ARA-2 Client Library

Rust client library for the Kinara ARA-2 neural network accelerator. Provides session management, model loading, and inference on NXP i.MX platforms equipped with ARA-2 PCIe hardware.

Supported Platforms

Platform	SoC	Status
NXP FRDM i.MX 8M Plus	i.MX 8M Plus	Tested
NXP FRDM i.MX 95	i.MX 95	Tested

Requires EdgeFirst Yocto Images with ARA-2 SDK support.

Workspace

Crate	Description
`ara2`	Core client library — session, endpoint, model, and DVM metadata APIs
`ara2-sys`	FFI bindings to `libaraclient.so` via `libloading`

Integration with edgefirst-hal

The ara2 crate depends on edgefirst-hal for:

Tensor memory management — DMA-backed tensors for zero-copy NPU transfers
Image preprocessing — Hardware-accelerated format conversion and scaling
Post-processing — YOLO decoding, overlay rendering, segmentation masks

Python Bindings

Python bindings are available as a separate package via PyPI:

pip install edgefirst-ara2

See crates/ara2-py/README.md for the Python API reference.

Quick Start

use ara2::{Session, DEFAULT_SOCKET};
use edgefirst_hal::tensor::{TensorMemory, TensorTrait as _};

// Connect to the ARA-2 proxy service
let session = Session::create_via_unix_socket(DEFAULT_SOCKET)?;

// Enumerate NPU endpoints and check status
let endpoints = session.list_endpoints()?;
let endpoint = &endpoints[0];
println!("Endpoint state: {:?}", endpoint.check_status()?);

// Load a compiled model (.dvm) and allocate DMA tensors
let mut model = endpoint.load_model_from_file("model.dvm".as_ref())?;
model.allocate_tensors(Some(TensorMemory::Dma))?;

// Run inference
let timing = model.run()?;
println!("NPU inference: {:?}", timing.run_time);
# Ok::<(), ara2::Error>(())

Async Inference

The submit() / wait() API enables overlapping CPU work with NPU execution — the building block for pipeline parallelism:

use ara2::{Session, DEFAULT_SOCKET, DEFAULT_TIMEOUT_MS};

let session = Session::create_via_unix_socket(DEFAULT_SOCKET)?;
let endpoints = session.list_endpoints()?;
let mut model = endpoints[0].load_model_from_file("model.dvm".as_ref())?;
model.allocate_tensors(None)?;

// Submit — returns immediately while the NPU works
let request = model.submit()?;

// CPU is free to do other work (preprocess next frame, etc.)
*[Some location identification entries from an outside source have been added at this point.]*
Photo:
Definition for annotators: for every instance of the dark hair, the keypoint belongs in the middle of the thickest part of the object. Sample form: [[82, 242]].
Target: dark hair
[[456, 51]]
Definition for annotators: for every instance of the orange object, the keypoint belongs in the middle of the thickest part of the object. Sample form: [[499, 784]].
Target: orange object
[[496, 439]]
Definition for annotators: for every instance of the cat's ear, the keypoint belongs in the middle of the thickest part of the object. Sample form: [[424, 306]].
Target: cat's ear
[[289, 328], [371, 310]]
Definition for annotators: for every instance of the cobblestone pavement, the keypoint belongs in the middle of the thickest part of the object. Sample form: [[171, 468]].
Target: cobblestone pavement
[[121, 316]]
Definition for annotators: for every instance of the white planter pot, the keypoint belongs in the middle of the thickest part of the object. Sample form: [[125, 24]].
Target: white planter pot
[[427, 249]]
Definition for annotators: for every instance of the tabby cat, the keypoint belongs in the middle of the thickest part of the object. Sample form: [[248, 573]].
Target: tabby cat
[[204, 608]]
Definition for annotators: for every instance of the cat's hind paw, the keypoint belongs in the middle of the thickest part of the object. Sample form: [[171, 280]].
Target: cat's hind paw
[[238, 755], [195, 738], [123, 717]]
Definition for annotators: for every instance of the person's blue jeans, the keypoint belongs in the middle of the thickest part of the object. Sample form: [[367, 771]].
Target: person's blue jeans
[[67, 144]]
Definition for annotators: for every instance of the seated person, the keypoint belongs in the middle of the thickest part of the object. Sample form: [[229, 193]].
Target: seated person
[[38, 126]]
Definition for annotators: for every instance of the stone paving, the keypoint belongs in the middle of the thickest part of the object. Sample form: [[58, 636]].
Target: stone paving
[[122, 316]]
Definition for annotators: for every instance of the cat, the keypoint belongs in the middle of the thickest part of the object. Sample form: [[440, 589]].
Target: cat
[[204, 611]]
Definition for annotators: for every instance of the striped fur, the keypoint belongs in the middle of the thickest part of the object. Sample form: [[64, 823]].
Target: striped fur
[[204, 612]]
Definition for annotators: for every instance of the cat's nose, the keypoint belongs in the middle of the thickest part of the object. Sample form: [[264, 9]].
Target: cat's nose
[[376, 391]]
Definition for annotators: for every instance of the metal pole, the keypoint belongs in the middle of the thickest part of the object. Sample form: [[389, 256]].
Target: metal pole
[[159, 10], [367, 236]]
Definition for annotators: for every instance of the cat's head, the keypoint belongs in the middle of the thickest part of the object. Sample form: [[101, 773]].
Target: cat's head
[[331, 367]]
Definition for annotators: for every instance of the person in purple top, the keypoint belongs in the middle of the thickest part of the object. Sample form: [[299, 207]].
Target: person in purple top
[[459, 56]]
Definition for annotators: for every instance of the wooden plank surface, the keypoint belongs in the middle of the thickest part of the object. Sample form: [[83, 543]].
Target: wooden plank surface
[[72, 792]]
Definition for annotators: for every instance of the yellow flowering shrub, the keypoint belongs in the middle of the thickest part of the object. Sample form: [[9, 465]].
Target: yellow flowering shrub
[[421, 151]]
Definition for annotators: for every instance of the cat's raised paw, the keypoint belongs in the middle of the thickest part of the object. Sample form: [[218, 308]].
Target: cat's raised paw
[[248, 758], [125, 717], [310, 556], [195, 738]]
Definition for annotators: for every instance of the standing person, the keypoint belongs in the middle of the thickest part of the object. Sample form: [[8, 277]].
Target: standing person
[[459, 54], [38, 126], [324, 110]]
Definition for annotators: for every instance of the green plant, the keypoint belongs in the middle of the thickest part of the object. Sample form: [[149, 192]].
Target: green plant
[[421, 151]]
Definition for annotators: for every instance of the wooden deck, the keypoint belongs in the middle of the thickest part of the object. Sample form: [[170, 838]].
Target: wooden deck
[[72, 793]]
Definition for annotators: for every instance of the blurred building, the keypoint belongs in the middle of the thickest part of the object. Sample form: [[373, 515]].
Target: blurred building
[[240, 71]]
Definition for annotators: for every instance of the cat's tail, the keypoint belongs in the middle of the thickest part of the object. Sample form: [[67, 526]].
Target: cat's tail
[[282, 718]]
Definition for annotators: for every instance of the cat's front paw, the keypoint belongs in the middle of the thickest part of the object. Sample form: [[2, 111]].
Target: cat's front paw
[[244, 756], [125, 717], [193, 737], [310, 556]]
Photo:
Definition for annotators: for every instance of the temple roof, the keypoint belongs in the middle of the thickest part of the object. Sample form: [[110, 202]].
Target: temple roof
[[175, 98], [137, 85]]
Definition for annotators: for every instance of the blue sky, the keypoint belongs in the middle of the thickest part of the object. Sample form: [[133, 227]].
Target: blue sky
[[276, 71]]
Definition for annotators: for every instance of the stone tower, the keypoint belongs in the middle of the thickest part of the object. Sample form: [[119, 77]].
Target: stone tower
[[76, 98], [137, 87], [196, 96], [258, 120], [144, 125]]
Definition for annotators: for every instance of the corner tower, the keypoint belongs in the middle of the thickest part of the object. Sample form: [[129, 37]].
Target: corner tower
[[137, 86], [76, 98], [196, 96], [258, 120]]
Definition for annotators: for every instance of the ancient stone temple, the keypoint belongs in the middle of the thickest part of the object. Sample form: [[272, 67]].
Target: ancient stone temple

// Block until the NPU finishes
let timing = request.wait(DEFAULT_TIMEOUT_MS)?;
println!("NPU inference: {:?}", timing.run_time);

// Monitor pipeline depth
assert_eq!(session.inflight_count()?, 0);
# Ok::<(), ara2::Error>(())

The Python API mirrors this exactly:

import edgefirst_ara2 as ara2

session = ara2.Session.create_via_unix_socket(ara2.DEFAULT_SOCKET)
endpoint = session.list_endpoints()[0]
model = endpoint.load_model("model.dvm")
model.allocate_tensors()

# Submit — returns immediately
request = model.submit()

# CPU work here... the GIL is NOT held during wait()
timing = request.wait()
print(f"NPU inference: {timing.run_time_us} µs")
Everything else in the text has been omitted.